The Monkey has this habit of conversationally switching between reality and imagination and movie quotes with seamless efficiency....so it's really important to know what he's been doing/watching/obsessing over if you're going to keep up with the conversation.

For example, on the phone with my parents recently, he went from telling them about some random thing that Kaitlyn did at school to telling them that he needed his salsa, even though it gave him bad dreams and made him do weird things. (Clearly, that's a Veggie Tales reference from the Cervantesesque Asparagus of LaMancha -- you got that, right?)

So anyway, yesterday in the car on the way to dinner...

Me: Wow...I'm hungry!
Monkey: Yeah...I'm...."I'm tired...I'm hungry...I have to go to the bathroom."
Me: Heh. Oh yeah?
Monkey: Yeah...Larryboy says that. Are you?
Me: Am I what?
Monkey: Are you tired?
Me: Yeah.
Monkey: Are you hungry?
Me: Yeah.
Monkey: Do you have to go to the bathroom?
Me: Actually...yeah.
Monkey: Yeah. Larryboy said "I'm tired...I'm hungry...I have to go to the bathroom."
(pause)
But cucumbers don't have penises, do they?

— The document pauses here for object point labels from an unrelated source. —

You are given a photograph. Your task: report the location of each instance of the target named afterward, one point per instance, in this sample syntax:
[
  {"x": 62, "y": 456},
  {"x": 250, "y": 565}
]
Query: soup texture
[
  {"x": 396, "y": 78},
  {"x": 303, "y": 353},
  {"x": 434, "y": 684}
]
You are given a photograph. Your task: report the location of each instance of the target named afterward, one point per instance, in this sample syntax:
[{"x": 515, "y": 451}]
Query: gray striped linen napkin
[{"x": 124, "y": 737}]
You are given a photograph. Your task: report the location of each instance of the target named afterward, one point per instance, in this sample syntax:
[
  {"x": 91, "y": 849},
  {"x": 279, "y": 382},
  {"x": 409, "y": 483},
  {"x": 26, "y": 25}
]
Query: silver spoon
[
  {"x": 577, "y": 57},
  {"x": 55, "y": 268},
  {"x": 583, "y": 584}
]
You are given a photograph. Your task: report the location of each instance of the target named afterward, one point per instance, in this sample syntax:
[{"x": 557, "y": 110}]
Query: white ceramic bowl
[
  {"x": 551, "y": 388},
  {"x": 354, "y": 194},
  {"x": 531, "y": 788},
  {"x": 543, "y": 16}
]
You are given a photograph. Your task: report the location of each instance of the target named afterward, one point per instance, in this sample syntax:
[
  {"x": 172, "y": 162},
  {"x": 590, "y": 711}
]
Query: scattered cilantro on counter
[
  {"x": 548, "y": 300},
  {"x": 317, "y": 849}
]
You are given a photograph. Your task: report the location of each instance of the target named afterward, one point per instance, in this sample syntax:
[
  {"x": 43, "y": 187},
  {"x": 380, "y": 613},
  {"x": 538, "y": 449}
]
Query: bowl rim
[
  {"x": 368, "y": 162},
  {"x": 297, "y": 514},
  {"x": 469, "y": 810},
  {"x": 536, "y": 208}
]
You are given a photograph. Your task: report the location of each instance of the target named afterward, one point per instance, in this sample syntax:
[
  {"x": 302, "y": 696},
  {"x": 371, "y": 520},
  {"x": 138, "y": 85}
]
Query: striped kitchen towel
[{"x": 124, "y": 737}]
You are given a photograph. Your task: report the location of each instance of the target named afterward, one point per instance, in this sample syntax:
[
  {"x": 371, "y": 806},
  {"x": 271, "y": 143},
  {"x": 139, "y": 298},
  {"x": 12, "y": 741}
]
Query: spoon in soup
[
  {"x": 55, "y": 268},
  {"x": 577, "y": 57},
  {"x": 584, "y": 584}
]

Me: Um...no, I suppose they don't.
Monkey: I wonder how he goes to the bathroom.
Me: I have no idea.

1 comment:

towwas said...

I keep reading this post, and I keep trying to think of something to say to it, and I keep failing. I don't know how Larry goes to the bathroom. But since he probably doesn't have kidneys or a large intestine, I doubt that it's much of an issue for him.